Izzo: U.S. (and N.J.) can be leader in coming clean energy technologies

Ralph Izzo at COP26. (PSEG)

After meeting with global thought leaders and government heads at the Convention of Climate Change — better known as COP26 — in Glasgow, Scotland, Public Service Enterprise Group Chairman and CEO Ralph Izzo flew back to New Jersey on Wednesday with a definitive takeaway.

The U.S. — and New Jersey — can still play a leading role in developing and exporting the next set of clean energy technologies.

Izzo, through email from Europe, pointed to the efforts the state has made, and is making, when it comes to offshore wind energy — efforts that were applauded by the international community at COP26, he said.

“The international community, especially Europe, is far ahead of us with respect to offshore wind, so, while they are happy to see us engaged, they are not surprised by our efforts,” he wrote. “In fact, European companies are major players in U.S. offshore wind development.

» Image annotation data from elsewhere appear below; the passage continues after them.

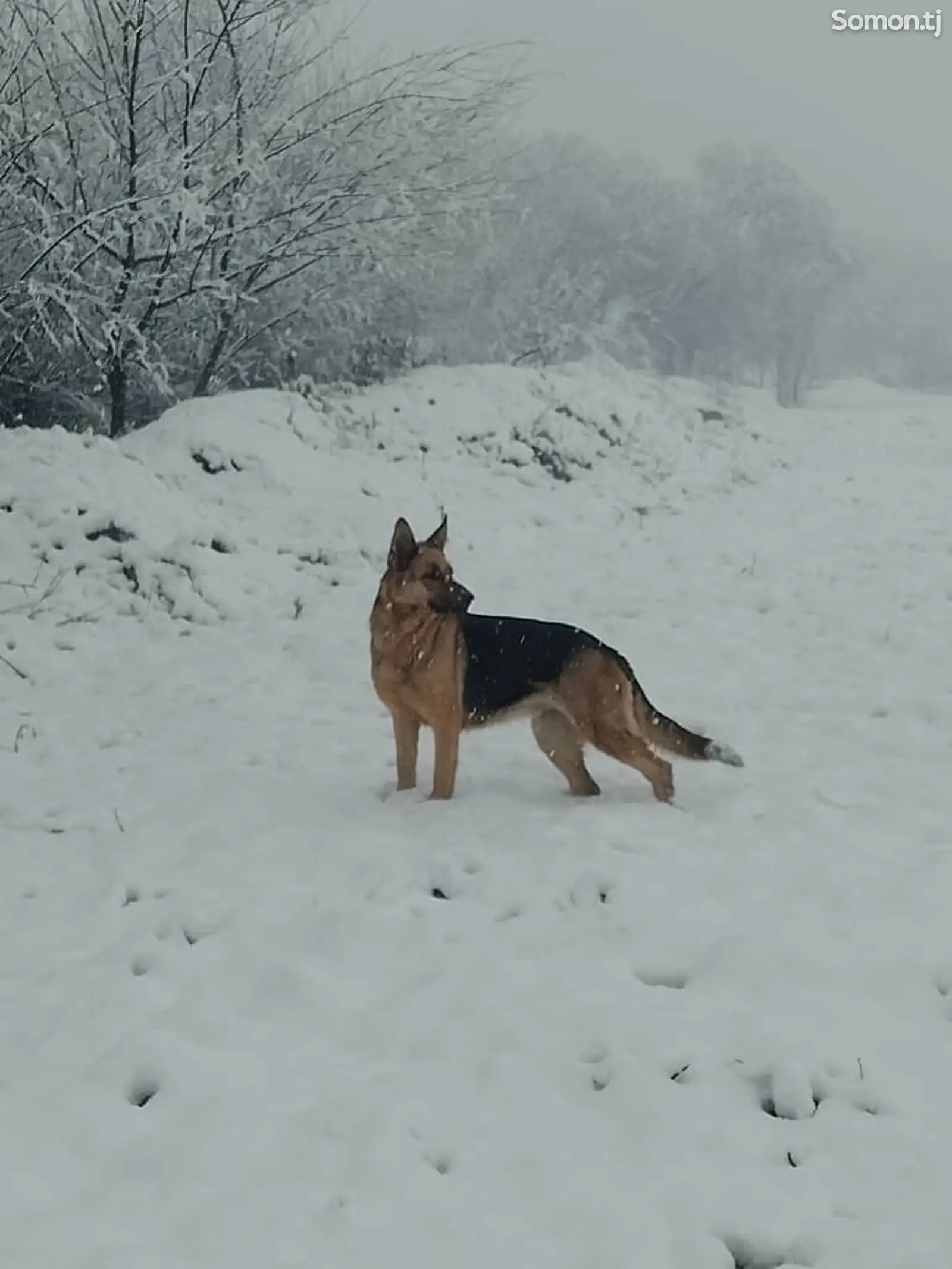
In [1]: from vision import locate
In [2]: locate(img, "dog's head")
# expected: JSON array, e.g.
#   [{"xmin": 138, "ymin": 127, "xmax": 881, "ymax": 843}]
[{"xmin": 383, "ymin": 515, "xmax": 474, "ymax": 613}]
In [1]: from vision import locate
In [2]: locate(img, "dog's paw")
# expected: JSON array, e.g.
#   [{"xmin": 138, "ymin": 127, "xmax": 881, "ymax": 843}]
[
  {"xmin": 704, "ymin": 740, "xmax": 744, "ymax": 766},
  {"xmin": 377, "ymin": 781, "xmax": 415, "ymax": 802}
]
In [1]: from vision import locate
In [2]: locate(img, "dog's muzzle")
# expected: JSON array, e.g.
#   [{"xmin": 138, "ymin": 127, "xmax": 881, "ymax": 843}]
[{"xmin": 433, "ymin": 581, "xmax": 474, "ymax": 613}]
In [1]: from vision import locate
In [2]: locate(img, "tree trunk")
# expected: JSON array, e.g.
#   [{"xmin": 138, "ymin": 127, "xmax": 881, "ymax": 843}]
[{"xmin": 107, "ymin": 356, "xmax": 128, "ymax": 440}]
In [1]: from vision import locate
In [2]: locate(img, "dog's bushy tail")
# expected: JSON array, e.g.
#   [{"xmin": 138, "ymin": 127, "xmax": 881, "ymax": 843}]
[{"xmin": 619, "ymin": 657, "xmax": 744, "ymax": 766}]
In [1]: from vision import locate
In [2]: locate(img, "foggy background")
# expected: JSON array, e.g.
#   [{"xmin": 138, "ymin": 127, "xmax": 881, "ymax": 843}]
[
  {"xmin": 355, "ymin": 0, "xmax": 952, "ymax": 247},
  {"xmin": 0, "ymin": 0, "xmax": 952, "ymax": 435}
]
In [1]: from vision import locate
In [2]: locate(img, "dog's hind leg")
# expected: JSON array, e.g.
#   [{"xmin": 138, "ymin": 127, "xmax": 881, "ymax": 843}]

“In conversations with U.S. senators who are here, there was strong interest in New Jersey leadership and how the federal government could help grow this new industry. So, there is unquestionable interest and enthusiasm.”

Izzo said the enthusiasm is deserved. The offshore wind industry, just in its infancy here, has the potential to have great impact in the coming months and years.

“The impact of offshore wind is being felt now,” Izzo said. “We have hired additional engineers, Ørsted has opened a New Jersey office and a Wind Port is under development in Salem County.

“Electricity is expected to begin being generated in the latter part of 2024. The wind projects already agreed to by the state are to be operational by 2029 and they will produce about 15 billion kilowatt hours of electricity. That’s enough electricity to power well over 1 million homes.”

Izzo answered a number of questions about efforts combating climate change in the U.S. Here is some of the exchange:

Solar panels in the American West. (ROI-NJ)

ROI-NJ: Full disclosure, while you are in Scotland, I am traveling around Nevada, Utah and Arizona. Sun is not an issue here. Neither is available land for solar farms. Yet, I see few solar efforts. Why is that? What happened to the push for solar that President Barack Obama made during his first term? Does solar still make sense moving forward? Is it being discussed at the conference?

Ralph Izzo: The late-breaking, exciting news about solar is that a project in Saudi Arabia has been able to produce electricity at 1.04 cents/kWh. That is simply amazing progress from not very long ago. Now, there is clearly a lot more sun and available land in Saudi Arabia than New Jersey.

As for solar in general, it isn’t that enthusiasm has decreased, but, rather, we now realize the urgency is so great that we must deploy every tool at our disposal.

ROI: What does that mean for New Jersey?

RI: I still believe securing nuclear power is critical, so we don’t backslide. Then, we should ramp up our efforts in energy efficiency and offshore wind, just given the natural advantages we have in these areas compared to solar.

ROI: How can government assist here?

RI: The Build Back Better legislation being discussed in Congress will provide tax incentives for carbon-free energy that will undoubtedly stimulate investment across the entire country.

ROI: PSEG and you personally have been raising the issues around the climate crisis for some time. The good news: It appears to be gaining momentum around the globe. How much better off is the planet than it was just a year or two ago — if it is? And how far does it need to go in the next year or two in an effort to catch up to urgency of the issue? What is the sense you are getting there?

RI: There is a bit of a mixed story about our progress. If I think about the pledges that came out of the Paris COP six years ago, we were at serious risk of blowing past 2 degrees centigrade of warming, which would have serious consequences. The latest estimate, based upon updated pledges here at COP, is that we may be able to keep the increase to 1.8 degrees. And some companies, PSEG for one, have banded together to try to set targets that can keep us below 1.5 degrees, which is what the scientific community strongly advises.

Global carbon emissions did decline last year, but that appears to have been caused by the economic contraction caused by COVID. Emissions are back on the rise now, which is obviously not good.

ROI: What can be done — and should be done — now?

RI: This is what makes U.S. leadership important. We can set an example for the rest of the world. And, by inference, that’s what makes New Jersey leadership important. We can set an example for the rest of our nation.